World's most popular travel blog for travel bloggers.

# optimal lifted phylogenetic alignment - how to improve time complexity?

, ,
Problem Detail:

optimal lifted alignment - is a dynamic programming algorithm. Its input is a tree $T$ with $k$ strings assigned to its leaf nodes (their length is $n$).

The algorithm then assigns strings to the internal nodes s.t. the sum of distance (global alignment distance) on all the edges would be minimal, under the constraint that the string assigned to each node is one of the strings of its immediate children (hence the name "lifted").

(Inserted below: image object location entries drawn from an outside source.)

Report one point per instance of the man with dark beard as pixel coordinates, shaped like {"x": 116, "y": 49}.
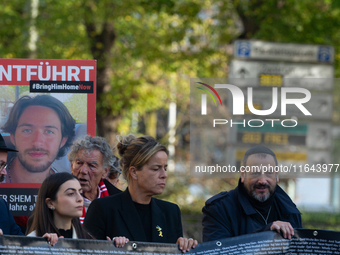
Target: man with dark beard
{"x": 41, "y": 129}
{"x": 256, "y": 204}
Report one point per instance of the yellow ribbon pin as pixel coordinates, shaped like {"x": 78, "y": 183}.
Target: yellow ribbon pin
{"x": 160, "y": 231}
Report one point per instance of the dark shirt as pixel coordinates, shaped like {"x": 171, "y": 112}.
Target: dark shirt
{"x": 231, "y": 214}
{"x": 65, "y": 233}
{"x": 144, "y": 212}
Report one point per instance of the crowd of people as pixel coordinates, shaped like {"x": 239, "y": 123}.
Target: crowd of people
{"x": 86, "y": 203}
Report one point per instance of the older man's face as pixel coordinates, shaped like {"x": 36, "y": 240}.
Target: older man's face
{"x": 3, "y": 160}
{"x": 88, "y": 167}
{"x": 259, "y": 184}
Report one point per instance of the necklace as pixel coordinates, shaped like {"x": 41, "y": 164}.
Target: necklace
{"x": 265, "y": 219}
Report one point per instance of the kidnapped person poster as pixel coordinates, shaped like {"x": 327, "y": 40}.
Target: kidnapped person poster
{"x": 45, "y": 104}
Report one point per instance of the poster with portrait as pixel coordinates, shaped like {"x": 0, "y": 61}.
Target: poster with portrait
{"x": 45, "y": 104}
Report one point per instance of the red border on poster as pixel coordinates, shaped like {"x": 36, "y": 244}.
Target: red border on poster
{"x": 21, "y": 71}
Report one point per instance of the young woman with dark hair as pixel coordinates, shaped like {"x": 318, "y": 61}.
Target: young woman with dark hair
{"x": 58, "y": 208}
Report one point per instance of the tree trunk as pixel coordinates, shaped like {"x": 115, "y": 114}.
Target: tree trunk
{"x": 101, "y": 41}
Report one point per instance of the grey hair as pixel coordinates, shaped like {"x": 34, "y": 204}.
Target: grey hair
{"x": 89, "y": 143}
{"x": 259, "y": 155}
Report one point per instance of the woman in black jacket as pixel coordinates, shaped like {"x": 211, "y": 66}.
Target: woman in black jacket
{"x": 135, "y": 214}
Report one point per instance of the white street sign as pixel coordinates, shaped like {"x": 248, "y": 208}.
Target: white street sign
{"x": 268, "y": 73}
{"x": 283, "y": 51}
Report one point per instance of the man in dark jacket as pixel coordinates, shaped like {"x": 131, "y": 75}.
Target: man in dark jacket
{"x": 91, "y": 158}
{"x": 7, "y": 223}
{"x": 256, "y": 204}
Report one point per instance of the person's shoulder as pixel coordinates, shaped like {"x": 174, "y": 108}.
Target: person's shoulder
{"x": 164, "y": 204}
{"x": 107, "y": 201}
{"x": 219, "y": 197}
{"x": 112, "y": 190}
{"x": 32, "y": 234}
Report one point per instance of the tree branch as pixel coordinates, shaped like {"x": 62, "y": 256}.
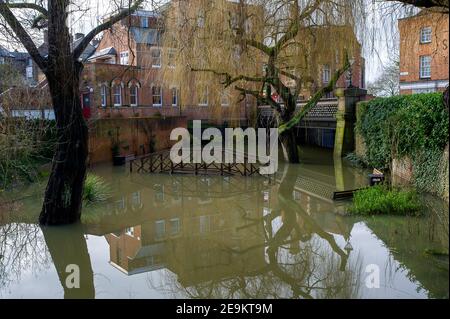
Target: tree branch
{"x": 261, "y": 99}
{"x": 314, "y": 100}
{"x": 107, "y": 24}
{"x": 25, "y": 5}
{"x": 427, "y": 4}
{"x": 23, "y": 36}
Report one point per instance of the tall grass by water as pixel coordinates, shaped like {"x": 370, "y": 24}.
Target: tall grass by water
{"x": 381, "y": 200}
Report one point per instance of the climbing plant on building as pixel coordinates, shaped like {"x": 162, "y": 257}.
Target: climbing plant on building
{"x": 413, "y": 126}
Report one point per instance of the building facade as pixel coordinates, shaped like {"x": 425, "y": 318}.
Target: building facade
{"x": 424, "y": 53}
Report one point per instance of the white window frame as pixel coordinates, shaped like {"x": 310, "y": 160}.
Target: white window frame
{"x": 163, "y": 223}
{"x": 174, "y": 90}
{"x": 207, "y": 98}
{"x": 178, "y": 223}
{"x": 124, "y": 57}
{"x": 423, "y": 67}
{"x": 135, "y": 94}
{"x": 425, "y": 35}
{"x": 103, "y": 95}
{"x": 326, "y": 74}
{"x": 160, "y": 96}
{"x": 144, "y": 22}
{"x": 171, "y": 54}
{"x": 156, "y": 66}
{"x": 119, "y": 95}
{"x": 201, "y": 19}
{"x": 225, "y": 94}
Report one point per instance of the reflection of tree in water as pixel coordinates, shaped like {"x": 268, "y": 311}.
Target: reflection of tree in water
{"x": 302, "y": 261}
{"x": 22, "y": 248}
{"x": 28, "y": 247}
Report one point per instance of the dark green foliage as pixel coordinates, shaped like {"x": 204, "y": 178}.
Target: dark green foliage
{"x": 380, "y": 199}
{"x": 25, "y": 145}
{"x": 95, "y": 189}
{"x": 356, "y": 160}
{"x": 413, "y": 125}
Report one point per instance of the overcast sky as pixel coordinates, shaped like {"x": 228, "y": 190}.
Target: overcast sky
{"x": 379, "y": 40}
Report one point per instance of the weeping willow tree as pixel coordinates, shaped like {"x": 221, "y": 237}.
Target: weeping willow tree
{"x": 257, "y": 50}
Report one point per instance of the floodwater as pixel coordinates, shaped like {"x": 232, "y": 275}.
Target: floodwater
{"x": 163, "y": 236}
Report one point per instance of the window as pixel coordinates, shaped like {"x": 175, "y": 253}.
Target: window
{"x": 103, "y": 93}
{"x": 425, "y": 35}
{"x": 130, "y": 231}
{"x": 201, "y": 19}
{"x": 205, "y": 224}
{"x": 156, "y": 58}
{"x": 425, "y": 67}
{"x": 156, "y": 96}
{"x": 203, "y": 97}
{"x": 144, "y": 22}
{"x": 326, "y": 74}
{"x": 124, "y": 58}
{"x": 160, "y": 229}
{"x": 427, "y": 90}
{"x": 174, "y": 226}
{"x": 133, "y": 95}
{"x": 136, "y": 198}
{"x": 171, "y": 58}
{"x": 159, "y": 193}
{"x": 225, "y": 98}
{"x": 117, "y": 95}
{"x": 174, "y": 97}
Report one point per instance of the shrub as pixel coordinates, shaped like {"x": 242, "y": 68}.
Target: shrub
{"x": 380, "y": 199}
{"x": 413, "y": 125}
{"x": 95, "y": 189}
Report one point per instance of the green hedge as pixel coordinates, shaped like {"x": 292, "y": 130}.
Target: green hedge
{"x": 410, "y": 125}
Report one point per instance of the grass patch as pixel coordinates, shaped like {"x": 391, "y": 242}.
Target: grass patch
{"x": 95, "y": 189}
{"x": 380, "y": 200}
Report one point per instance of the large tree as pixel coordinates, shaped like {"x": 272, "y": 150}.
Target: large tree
{"x": 62, "y": 68}
{"x": 262, "y": 49}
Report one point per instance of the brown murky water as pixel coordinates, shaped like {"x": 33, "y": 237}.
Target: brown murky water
{"x": 163, "y": 236}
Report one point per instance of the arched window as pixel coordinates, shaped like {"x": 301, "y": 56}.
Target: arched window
{"x": 156, "y": 96}
{"x": 133, "y": 95}
{"x": 103, "y": 94}
{"x": 117, "y": 94}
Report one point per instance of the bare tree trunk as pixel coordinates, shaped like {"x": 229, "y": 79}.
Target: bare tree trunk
{"x": 67, "y": 246}
{"x": 446, "y": 97}
{"x": 63, "y": 196}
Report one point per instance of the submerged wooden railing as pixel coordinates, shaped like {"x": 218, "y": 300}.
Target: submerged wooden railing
{"x": 160, "y": 162}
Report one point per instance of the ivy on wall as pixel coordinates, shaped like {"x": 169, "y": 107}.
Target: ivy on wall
{"x": 412, "y": 125}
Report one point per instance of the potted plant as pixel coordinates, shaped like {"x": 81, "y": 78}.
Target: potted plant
{"x": 118, "y": 159}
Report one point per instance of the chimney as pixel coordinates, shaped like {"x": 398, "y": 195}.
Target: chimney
{"x": 46, "y": 37}
{"x": 79, "y": 36}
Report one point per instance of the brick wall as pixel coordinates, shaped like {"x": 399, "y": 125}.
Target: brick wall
{"x": 134, "y": 135}
{"x": 411, "y": 49}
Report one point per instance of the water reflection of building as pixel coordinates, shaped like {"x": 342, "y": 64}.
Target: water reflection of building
{"x": 190, "y": 230}
{"x": 202, "y": 228}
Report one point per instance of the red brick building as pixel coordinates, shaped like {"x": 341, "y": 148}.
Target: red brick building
{"x": 124, "y": 77}
{"x": 424, "y": 63}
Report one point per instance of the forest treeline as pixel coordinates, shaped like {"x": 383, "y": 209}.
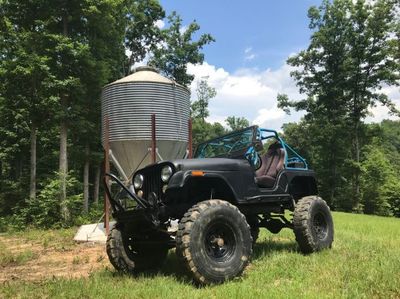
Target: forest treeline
{"x": 57, "y": 55}
{"x": 55, "y": 58}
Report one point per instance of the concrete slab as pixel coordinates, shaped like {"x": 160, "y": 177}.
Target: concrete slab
{"x": 92, "y": 233}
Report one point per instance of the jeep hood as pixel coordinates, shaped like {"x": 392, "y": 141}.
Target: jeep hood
{"x": 213, "y": 164}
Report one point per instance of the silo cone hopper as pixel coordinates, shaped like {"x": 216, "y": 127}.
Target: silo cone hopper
{"x": 129, "y": 104}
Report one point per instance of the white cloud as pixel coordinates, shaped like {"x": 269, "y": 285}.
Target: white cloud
{"x": 248, "y": 93}
{"x": 160, "y": 24}
{"x": 248, "y": 50}
{"x": 249, "y": 55}
{"x": 251, "y": 93}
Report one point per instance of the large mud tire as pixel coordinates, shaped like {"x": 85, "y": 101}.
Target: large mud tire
{"x": 131, "y": 259}
{"x": 214, "y": 241}
{"x": 313, "y": 224}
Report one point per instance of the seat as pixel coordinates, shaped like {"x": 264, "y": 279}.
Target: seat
{"x": 271, "y": 163}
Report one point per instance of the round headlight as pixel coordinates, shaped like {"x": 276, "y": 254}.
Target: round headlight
{"x": 166, "y": 173}
{"x": 138, "y": 181}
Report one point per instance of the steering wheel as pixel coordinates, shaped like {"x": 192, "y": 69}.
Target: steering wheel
{"x": 234, "y": 145}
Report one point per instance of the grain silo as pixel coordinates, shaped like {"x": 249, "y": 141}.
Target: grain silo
{"x": 129, "y": 104}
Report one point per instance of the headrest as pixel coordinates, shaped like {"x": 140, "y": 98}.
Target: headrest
{"x": 274, "y": 146}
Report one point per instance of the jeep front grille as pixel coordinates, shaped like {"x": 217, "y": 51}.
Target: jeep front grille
{"x": 152, "y": 183}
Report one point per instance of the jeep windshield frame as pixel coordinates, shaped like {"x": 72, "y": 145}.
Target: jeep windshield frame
{"x": 229, "y": 145}
{"x": 246, "y": 143}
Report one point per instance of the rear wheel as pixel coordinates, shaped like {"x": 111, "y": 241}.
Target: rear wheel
{"x": 313, "y": 224}
{"x": 214, "y": 241}
{"x": 129, "y": 257}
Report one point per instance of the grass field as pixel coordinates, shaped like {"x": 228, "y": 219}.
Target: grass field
{"x": 363, "y": 263}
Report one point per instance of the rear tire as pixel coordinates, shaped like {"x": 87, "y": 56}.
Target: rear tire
{"x": 214, "y": 241}
{"x": 313, "y": 224}
{"x": 127, "y": 257}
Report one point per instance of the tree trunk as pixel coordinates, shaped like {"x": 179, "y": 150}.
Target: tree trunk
{"x": 63, "y": 168}
{"x": 96, "y": 185}
{"x": 86, "y": 180}
{"x": 32, "y": 187}
{"x": 63, "y": 144}
{"x": 356, "y": 153}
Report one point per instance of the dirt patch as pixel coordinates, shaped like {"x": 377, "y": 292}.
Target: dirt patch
{"x": 71, "y": 261}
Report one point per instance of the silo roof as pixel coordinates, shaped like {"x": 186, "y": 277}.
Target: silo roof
{"x": 145, "y": 74}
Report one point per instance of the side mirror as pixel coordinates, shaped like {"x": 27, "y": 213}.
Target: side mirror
{"x": 258, "y": 146}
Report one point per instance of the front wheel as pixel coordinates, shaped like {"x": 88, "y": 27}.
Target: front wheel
{"x": 214, "y": 241}
{"x": 313, "y": 224}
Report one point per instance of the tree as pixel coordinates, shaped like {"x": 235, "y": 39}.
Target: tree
{"x": 27, "y": 76}
{"x": 177, "y": 49}
{"x": 236, "y": 123}
{"x": 199, "y": 108}
{"x": 350, "y": 57}
{"x": 378, "y": 183}
{"x": 142, "y": 35}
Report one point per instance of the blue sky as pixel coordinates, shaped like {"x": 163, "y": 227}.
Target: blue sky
{"x": 269, "y": 30}
{"x": 247, "y": 63}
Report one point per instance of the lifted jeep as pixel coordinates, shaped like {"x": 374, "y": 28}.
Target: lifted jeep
{"x": 220, "y": 199}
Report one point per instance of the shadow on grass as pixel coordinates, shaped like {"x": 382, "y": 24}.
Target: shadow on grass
{"x": 175, "y": 269}
{"x": 268, "y": 247}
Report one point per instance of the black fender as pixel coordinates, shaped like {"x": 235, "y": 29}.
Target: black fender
{"x": 184, "y": 185}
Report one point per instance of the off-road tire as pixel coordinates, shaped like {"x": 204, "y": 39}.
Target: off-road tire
{"x": 130, "y": 260}
{"x": 214, "y": 241}
{"x": 313, "y": 224}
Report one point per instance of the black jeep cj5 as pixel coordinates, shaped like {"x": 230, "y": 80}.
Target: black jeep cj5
{"x": 220, "y": 199}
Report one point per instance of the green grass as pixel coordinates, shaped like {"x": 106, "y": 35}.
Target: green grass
{"x": 363, "y": 263}
{"x": 7, "y": 257}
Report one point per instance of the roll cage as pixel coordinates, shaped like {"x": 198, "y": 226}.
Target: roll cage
{"x": 248, "y": 143}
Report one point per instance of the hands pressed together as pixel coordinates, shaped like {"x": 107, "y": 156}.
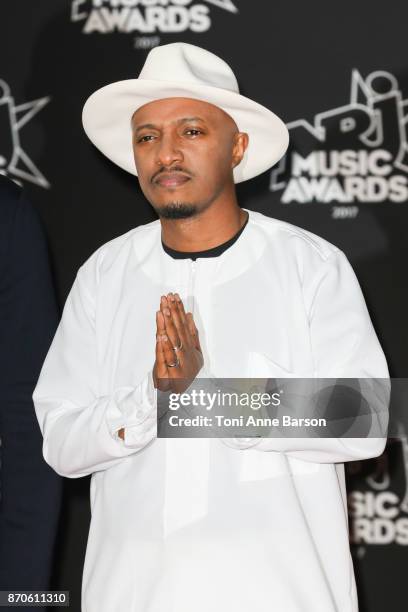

The algorithm first computes distances $D$ between all pairs $O(k^2n^2)$. For each leaf node $v$ assigned $S_v$ we initialize: $d(S, v) = 0 | S = S_v$ and $d(S, v) = \infty | S \neq S_v$.

We then traverse post-order and for each internal node $v$, for each string $S$ assigned to one of its leaf descendants (all strings in its subtree) does $d(v,S) = \sum{\min(D(S,T) + d(w,T))}$ where $w$ are $v$'s immediate children. Overall = $O(k^2n^2 + k^3)$.

I've been told its possible to improve the complexity to $O(k^2n^2 + k^2)$ but I can't see how? Would appreciate any hint.

###### Answered By : Yuval Filmus

Consider a node $x$ with children $x_1,\ldots,x_d$, and denote by $N(v)$ the number of leaves in the subtree $T(v)$ rooted at $v$. We can implement the processing of $x$ as follows:

• Go over $1 \leq i \leq d$:
• Choose a leaf $f_i \in T(x_i)$ as the label of $x$ and $x_i$.
• For all $j \neq i$, choose the leaf $f_j \in T(x_j)$ that minimizes $D(f_i,f_j) + d(x_j,f_j)$.
• Store $d(x,f_i) = \sum_{j \neq i} [D(f_i,f_j) + d(x_j,f_j)]$.

The processing time of $x$ is proportional to $$\sum_{i=1}^d N(x_i) \times \sum_{j \neq i} N(x_j) = \left(\sum_{i=1}^d N(x_i)\right)^2 - \sum_{i=1}^d N(x_i)^2 = N(x)^2 - \sum_{i=1}^d N(x_i)^2.$$ Summing over all nodes $x$ up to the root $r$, we see that the total processing time is proportional to $N(r)^2 = k^2$.